Tiers-lieu Boisguérin, faire société en ruralité
Boisguérin se veut un tiers-lieu convivial. Une ambition qui s’exprime notamment par la création d’un bar, venu s’ajouter au café associatif fin septembre, pour proposer des bières artisanales bios et locales

Respect et valorisation du patrimoine

Ici on arrive à La Grande Maison, une demeure un peu à la Mansfield Park de Jane Austen, qui a servi de refuge pendant les deux guerres mondiales”, présente la co-fondatrice du tiers-lieu, une once d’émerveillement dans la voix. La bâtisse aux dimensions impressionnantes sera rénovée pour servir de lieu d’accueil à des séminaires d’entreprise et autres journées de cohésion. L’objectif : proposer un espace de travail partagé en pleine campagne, alors que la plupart se situent en milieu urbain. La rénovation sera effectuée au plus proche de l’état d’origine, afin de respecter et mettre en valeur le passé du lieu. Une histoire que Jinane Prestat explore dans les archives, retrouvées intactes dans la maison. “La famille qui y habitait ne jetait rien. On retrouve des documents qui retracent la gestion du domaine, témoignent de leur regard sur l’arrivée des engrais… On découvre l’Histoire par le bas.

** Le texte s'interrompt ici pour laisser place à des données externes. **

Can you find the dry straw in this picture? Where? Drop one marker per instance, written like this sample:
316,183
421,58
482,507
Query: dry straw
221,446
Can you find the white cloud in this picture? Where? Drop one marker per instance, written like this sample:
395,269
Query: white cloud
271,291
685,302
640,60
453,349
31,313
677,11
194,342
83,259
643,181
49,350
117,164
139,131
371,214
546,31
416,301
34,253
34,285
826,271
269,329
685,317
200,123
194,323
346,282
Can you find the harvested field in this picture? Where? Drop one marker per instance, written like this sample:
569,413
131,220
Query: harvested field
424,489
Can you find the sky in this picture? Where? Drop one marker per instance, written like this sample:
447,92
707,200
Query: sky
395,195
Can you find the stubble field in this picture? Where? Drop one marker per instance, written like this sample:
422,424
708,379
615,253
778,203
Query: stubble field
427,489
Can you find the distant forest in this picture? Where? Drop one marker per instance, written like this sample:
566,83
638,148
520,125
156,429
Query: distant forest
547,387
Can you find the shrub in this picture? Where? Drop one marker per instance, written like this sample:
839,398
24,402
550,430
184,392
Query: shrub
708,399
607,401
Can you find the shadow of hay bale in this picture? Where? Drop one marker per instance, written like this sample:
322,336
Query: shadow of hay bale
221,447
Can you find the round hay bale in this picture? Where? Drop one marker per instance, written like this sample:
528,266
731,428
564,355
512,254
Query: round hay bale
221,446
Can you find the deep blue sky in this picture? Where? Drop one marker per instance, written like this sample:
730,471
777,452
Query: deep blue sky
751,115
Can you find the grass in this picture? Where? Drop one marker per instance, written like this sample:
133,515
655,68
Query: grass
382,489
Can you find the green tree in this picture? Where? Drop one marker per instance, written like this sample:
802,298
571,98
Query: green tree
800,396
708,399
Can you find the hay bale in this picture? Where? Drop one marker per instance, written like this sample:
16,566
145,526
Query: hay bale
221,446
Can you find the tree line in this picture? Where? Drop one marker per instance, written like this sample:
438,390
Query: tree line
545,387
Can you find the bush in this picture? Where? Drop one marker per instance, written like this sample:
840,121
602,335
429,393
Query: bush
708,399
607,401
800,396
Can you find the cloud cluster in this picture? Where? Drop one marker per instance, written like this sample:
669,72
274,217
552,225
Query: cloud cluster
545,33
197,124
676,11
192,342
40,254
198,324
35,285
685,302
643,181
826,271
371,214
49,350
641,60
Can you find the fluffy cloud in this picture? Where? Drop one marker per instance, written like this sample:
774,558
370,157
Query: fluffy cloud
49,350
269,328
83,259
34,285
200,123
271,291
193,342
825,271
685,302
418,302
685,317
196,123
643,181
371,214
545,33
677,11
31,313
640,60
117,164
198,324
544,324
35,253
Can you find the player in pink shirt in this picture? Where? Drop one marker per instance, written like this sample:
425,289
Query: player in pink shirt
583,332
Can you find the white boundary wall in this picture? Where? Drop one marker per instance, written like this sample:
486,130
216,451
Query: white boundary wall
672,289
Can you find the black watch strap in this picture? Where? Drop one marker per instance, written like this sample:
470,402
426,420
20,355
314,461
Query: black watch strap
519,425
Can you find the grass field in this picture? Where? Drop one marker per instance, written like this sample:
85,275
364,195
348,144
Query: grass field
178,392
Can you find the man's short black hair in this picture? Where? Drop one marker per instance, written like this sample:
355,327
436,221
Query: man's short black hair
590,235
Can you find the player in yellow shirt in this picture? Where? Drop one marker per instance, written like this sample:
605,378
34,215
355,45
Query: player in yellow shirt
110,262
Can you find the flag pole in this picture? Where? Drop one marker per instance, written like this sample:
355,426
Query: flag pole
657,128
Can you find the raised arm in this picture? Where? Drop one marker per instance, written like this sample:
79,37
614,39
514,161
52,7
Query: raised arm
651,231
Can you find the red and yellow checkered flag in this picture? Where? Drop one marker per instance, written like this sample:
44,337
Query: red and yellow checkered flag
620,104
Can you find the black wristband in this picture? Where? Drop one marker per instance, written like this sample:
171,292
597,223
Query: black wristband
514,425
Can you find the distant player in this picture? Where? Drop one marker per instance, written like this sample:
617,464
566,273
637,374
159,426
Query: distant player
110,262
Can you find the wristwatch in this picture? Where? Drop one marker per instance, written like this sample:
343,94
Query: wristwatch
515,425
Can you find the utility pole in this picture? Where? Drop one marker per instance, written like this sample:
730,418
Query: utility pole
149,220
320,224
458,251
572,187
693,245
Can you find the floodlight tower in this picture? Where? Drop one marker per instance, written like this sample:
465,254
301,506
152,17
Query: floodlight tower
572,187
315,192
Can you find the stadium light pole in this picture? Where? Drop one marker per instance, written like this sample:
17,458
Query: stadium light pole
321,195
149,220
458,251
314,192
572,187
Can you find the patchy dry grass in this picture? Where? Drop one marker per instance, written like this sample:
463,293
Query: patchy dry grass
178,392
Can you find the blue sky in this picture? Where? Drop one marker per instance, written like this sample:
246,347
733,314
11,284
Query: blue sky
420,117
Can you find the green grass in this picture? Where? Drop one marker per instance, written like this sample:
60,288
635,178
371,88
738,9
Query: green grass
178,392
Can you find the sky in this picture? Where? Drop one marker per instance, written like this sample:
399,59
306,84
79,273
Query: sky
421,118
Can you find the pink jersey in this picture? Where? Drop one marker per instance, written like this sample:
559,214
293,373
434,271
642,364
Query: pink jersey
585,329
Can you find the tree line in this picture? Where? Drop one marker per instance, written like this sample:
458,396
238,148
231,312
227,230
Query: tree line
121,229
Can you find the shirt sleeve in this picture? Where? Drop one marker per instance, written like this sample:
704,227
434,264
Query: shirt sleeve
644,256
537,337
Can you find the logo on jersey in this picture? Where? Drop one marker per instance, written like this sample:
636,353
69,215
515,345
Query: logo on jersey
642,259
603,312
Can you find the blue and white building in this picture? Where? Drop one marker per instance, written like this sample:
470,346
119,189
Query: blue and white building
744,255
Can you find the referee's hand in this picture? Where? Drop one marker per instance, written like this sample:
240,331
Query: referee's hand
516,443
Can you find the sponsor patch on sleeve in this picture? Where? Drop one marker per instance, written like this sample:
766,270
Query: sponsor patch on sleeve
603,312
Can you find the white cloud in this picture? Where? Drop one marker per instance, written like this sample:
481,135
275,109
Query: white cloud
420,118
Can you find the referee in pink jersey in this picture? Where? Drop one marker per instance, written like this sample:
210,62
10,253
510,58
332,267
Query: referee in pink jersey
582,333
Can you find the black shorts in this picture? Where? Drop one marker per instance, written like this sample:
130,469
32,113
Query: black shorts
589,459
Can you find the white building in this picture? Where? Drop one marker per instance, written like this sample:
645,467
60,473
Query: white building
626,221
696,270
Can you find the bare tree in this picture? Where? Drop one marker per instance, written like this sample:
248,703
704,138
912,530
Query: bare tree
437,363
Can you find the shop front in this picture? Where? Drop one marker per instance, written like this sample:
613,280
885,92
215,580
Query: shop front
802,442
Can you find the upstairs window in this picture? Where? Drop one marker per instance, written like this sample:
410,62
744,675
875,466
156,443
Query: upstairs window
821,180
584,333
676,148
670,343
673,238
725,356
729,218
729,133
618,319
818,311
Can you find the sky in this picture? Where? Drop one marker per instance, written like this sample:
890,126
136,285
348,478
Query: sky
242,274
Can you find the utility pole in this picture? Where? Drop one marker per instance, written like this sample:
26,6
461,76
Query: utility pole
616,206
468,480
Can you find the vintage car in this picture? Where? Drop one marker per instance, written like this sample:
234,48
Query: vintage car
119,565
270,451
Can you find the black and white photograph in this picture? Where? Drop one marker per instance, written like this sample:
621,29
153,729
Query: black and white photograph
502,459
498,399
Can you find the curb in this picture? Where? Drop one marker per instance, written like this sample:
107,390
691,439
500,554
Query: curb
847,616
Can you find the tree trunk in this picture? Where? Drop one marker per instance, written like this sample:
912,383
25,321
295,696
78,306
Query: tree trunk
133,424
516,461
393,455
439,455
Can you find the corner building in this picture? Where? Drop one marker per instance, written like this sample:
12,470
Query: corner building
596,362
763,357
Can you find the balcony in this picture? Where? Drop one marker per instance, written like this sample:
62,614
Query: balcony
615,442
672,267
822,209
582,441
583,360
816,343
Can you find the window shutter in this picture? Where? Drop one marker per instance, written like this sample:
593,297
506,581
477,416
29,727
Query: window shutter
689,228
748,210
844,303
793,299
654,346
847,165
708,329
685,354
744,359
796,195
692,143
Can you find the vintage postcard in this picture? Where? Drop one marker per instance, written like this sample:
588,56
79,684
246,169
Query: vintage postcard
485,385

Tiers-lieu Boisguérin, faire société en ruralité

Par ailleurs, les rénovations effectuées à Boisguérin font la part belle aux matériaux naturels et locaux, parfois extraits du domaine lui-même. Pour transmettre ce savoir-faire manuel, le tiers-lieu accueille des ateliers de formations et de sensibilisation au bâti ancien. Cet artisanat est particulièrement mis à l’honneur au moment des “Festives”, une fête inspirée du château de Guédelon, visant à transformer Boisguérin en place animée du Moyen-Age, le temps d’une journée ou d’un week-end. On y retrouverait notamment un marché, des spectacles, ateliers et démonstrations d’arts artisanaux, comme la taille de pierre ou le travail du bois. Une première édition a eu lieu l’année passée.

Trois ans, c’est le temps que se laissent encore les coopérateur·ices, pour atteindre l’équilibre financier qui leur permettra de pérenniser le tiers-lieu. De nombreux autres projets pourraient alors voir le jour, tels que la restauration du lavoir et de la pompe bélier qui alimentait tout le domaine en eau jusqu’à la fin des années 1960, ou encore la création “d’une grande ferme, comme dans le temps, où l’on mutualiserait les équipements”, évoque Gérald. ”Ce n’est pas possible, que ce soit impossible”, synthétise-t-il, confiant.